Poor documentation leads to wasted time, user frustration, and high support costs. According to the Stack Overflow Developer Survey, 62% of developers spend over 30 minutes each day hunting for solutions to poorly documented issues. Nearly half of them say inadequate documentation makes them dissatisfied at work and influences decisions to leave their jobs. On the customer side, missing or confusing help docs force users to contact support. In contrast, a well-documented knowledge base can dramatically reduce support ticket volume - for example, improving help content can cut call volume by 5% (Harvard Business Review). When documentation is scattered or outdated, support teams are swamped with basic questions and engineers are constantly interrupted. These problems - time lost in searching, frustrated users, and steep support costs - add up to a real tax on company growth.

In today’s self-service world, customers strongly prefer to find answers themselves. Around 67% of customers prefer self-service support over contacting a rep (Tidio Stats). Good documentation thus directly boosts user satisfaction and retention. It also helps revenue: a 5% increase in customer retention (fostered by excellent support and docs) can yield 25–95% more profit (Small Business Trend). Internally, clear documentation powers faster onboarding and employee retention - one HR study found 86% of new hires form an impression in their first few months (TheHRTeam), and companies that invest in employee development (including good onboarding docs) retain far more staff (deel). In practice, documentation cuts support costs, accelerates product adoption, and keeps both customers and employees happier.

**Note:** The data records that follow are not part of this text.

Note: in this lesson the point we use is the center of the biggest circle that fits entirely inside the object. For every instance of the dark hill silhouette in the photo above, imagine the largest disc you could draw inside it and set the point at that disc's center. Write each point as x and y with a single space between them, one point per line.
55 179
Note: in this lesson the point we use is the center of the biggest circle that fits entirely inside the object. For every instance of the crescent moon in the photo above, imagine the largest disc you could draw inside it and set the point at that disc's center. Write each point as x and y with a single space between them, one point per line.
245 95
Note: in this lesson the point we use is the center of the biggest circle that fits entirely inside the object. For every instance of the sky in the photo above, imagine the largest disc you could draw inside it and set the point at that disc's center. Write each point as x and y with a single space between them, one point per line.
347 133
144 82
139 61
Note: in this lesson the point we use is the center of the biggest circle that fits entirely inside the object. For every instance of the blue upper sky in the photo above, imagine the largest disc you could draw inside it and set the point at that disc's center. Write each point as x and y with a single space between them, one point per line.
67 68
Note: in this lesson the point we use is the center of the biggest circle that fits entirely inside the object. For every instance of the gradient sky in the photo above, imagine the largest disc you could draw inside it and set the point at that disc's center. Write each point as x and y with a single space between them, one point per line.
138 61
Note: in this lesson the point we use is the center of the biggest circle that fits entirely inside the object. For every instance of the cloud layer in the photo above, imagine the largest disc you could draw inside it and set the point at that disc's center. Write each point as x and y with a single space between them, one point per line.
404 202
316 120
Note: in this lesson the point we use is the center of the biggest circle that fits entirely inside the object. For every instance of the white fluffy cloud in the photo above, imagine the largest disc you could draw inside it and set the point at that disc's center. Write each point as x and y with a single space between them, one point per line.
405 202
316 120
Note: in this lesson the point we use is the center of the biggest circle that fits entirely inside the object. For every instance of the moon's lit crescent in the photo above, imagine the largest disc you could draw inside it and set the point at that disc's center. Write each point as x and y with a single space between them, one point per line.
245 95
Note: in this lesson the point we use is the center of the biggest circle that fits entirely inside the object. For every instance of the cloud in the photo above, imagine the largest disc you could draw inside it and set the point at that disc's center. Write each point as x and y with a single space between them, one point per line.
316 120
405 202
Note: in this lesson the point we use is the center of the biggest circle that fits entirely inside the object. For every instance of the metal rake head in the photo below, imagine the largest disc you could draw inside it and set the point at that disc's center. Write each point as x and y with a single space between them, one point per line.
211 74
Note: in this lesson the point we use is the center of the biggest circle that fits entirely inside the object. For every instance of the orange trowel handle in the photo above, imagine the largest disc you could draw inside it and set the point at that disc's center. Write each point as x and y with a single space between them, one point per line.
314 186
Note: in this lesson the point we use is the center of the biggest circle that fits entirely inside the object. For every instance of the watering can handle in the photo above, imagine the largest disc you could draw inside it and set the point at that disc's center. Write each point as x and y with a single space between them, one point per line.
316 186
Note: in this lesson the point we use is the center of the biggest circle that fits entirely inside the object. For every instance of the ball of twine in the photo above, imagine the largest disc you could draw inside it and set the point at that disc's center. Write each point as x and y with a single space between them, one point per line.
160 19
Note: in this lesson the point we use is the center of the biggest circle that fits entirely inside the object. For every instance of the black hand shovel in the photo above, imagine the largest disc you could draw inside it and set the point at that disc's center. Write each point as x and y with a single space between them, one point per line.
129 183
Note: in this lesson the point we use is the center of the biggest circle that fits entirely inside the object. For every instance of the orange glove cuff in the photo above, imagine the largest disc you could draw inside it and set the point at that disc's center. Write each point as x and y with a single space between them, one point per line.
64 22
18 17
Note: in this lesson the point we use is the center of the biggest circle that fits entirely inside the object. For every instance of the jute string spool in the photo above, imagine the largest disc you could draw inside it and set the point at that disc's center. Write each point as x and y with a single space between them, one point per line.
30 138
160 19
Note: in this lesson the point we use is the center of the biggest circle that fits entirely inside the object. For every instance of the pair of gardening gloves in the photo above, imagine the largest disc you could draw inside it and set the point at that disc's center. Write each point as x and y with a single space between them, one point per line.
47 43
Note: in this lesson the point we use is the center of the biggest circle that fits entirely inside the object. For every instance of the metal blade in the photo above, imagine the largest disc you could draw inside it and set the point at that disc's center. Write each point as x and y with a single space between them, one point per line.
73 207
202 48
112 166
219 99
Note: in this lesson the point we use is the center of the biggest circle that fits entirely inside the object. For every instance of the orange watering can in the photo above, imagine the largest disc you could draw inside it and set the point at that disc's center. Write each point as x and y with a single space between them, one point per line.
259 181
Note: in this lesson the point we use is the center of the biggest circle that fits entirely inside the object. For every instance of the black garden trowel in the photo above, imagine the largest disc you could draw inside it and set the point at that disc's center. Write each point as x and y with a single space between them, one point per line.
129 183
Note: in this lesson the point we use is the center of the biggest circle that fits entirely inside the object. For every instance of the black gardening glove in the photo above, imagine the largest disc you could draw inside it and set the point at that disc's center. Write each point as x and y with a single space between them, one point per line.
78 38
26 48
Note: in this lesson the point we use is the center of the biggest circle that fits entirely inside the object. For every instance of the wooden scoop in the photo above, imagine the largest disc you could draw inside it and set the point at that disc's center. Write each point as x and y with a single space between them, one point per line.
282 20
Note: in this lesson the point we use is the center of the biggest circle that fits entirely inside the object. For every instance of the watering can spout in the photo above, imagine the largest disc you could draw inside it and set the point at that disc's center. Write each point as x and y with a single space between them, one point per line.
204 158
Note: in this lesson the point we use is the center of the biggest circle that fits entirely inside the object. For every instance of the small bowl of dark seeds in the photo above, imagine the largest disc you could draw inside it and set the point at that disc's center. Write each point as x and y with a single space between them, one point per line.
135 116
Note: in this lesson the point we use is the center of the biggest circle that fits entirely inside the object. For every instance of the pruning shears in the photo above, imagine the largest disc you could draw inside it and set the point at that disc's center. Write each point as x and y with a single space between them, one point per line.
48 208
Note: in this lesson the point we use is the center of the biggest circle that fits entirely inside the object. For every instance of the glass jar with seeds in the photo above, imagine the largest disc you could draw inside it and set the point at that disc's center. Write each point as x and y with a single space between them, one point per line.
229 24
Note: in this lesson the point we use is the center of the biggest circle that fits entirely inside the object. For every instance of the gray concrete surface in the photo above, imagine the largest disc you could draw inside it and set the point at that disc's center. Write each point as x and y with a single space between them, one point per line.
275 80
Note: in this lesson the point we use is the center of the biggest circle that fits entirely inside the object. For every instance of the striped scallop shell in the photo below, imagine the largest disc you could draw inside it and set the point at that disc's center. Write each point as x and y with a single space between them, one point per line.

Many leading SaaS companies set the bar high. Stripe’s developer docs, for instance, use a famous three-column layout with live code samples and copyable snippets, making integration seamless. Developers often cite Stripe’s site as the benchmark for clarity.

Mailchimp’s help center is also praised for its clean design and easy navigation - often referred to it as “visually stunning” and very helpful. Shopify and other major platforms likewise invest in thorough guides, API references, and tutorials to support their ecosystems. These examples show that investing in slick, comprehensive docs is a competitive differentiator - it educates users, reduces support load, and builds trust in the product.
In summary, effective documentation is a strategic asset for any SaaS company. It aligns teams internally, empowers users to self-serve, and drives better business outcomes through higher retention and lower costs. Executives should view documentation not as an afterthought, but as a critical product feature: a well-documented product is easier to sell, support, and improve. By making writing and maintaining docs a priority, SaaS leadership can unlock greater efficiency, loyalty, and growth for the organization.